Diagnosis coding for anticoagulation therapy
What ICD-9 codes should I use as secondary codes for anticoagulation therapy provided to a patient with a prosthetic heart valve who does not have atrial fibrillation? Our biller tells me that using only V43.3, the ICD-9 code for prosthetic heart valve, is inadequate.
Use V58.83, “Encounter for therapeutic drug monitoring,” for the primary diagnosis followed by V58.61, “Long-term current use of anticoagulants,” and V43.3 for the heart valve. Codes V58.61 and V43.3 are designated for use as secondary diagnosis codes only.
ICD-9 coding for palliative care
I am a family physician employed by an oncology group to provide palliative care services to their cancer patients. I practice in their office, and we share the same taxpayer ID code. Often an oncologist will identify an unmanaged symptom such as pain or mood problems and ask me to see the patient on the same day. When I document and code the visit, I use ICD-9 codes that describe the patient's symptoms and V66.7, “Encounter for palliative care.” The business manager tells me that this approach doesn't work and one of the claims will be rejected (usually mine). Is this correct?

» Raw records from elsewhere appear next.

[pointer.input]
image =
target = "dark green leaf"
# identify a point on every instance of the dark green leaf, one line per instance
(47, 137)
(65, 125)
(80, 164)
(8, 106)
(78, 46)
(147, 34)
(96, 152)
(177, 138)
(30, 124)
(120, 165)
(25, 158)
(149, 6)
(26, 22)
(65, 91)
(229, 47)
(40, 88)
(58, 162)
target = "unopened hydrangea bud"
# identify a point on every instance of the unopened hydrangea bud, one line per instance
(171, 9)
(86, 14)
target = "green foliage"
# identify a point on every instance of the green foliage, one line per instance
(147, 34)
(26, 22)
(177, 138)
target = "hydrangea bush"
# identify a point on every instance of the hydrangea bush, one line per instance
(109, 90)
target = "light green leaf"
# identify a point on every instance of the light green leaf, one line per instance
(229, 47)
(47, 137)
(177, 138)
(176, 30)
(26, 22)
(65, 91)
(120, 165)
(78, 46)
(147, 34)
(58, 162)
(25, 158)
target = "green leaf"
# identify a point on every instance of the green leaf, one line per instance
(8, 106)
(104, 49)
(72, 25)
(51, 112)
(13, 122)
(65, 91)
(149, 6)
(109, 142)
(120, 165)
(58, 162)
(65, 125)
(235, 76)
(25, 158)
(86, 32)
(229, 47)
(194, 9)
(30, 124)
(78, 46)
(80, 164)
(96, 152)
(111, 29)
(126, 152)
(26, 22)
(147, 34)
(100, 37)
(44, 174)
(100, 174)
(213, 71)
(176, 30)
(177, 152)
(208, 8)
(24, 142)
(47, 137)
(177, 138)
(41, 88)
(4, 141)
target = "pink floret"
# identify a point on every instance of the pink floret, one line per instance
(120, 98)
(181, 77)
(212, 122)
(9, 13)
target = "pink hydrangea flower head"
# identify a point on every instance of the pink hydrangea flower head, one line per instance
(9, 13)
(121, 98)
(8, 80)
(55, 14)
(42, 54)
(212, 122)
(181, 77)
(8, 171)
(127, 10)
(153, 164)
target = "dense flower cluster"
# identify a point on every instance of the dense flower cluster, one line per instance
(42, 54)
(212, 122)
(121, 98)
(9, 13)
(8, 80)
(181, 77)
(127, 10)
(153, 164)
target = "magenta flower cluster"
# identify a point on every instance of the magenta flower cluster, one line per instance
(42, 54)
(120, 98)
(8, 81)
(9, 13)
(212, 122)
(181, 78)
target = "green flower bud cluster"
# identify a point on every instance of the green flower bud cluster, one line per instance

Because your specialty is different than the oncologists in your group, your claims for treating patients on the same date should not be denied. With regard to diagnosis coding of your claims, ICD-9 guidelines indicate that you should include the code for the underlying disease before coding the V66.7 palliative care code. In other words, you should code the symptoms you are managing, then the cancer and finally the palliative care.
Editor's note: While this department attempts to provide accurate information and useful advice, third-party payers may not accept the coding and documentation recommended. You should refer to the current CPT and ICD-9 manuals and the Documentation Guidelines for Evaluation and Management Services for the most detailed and up-to-date information.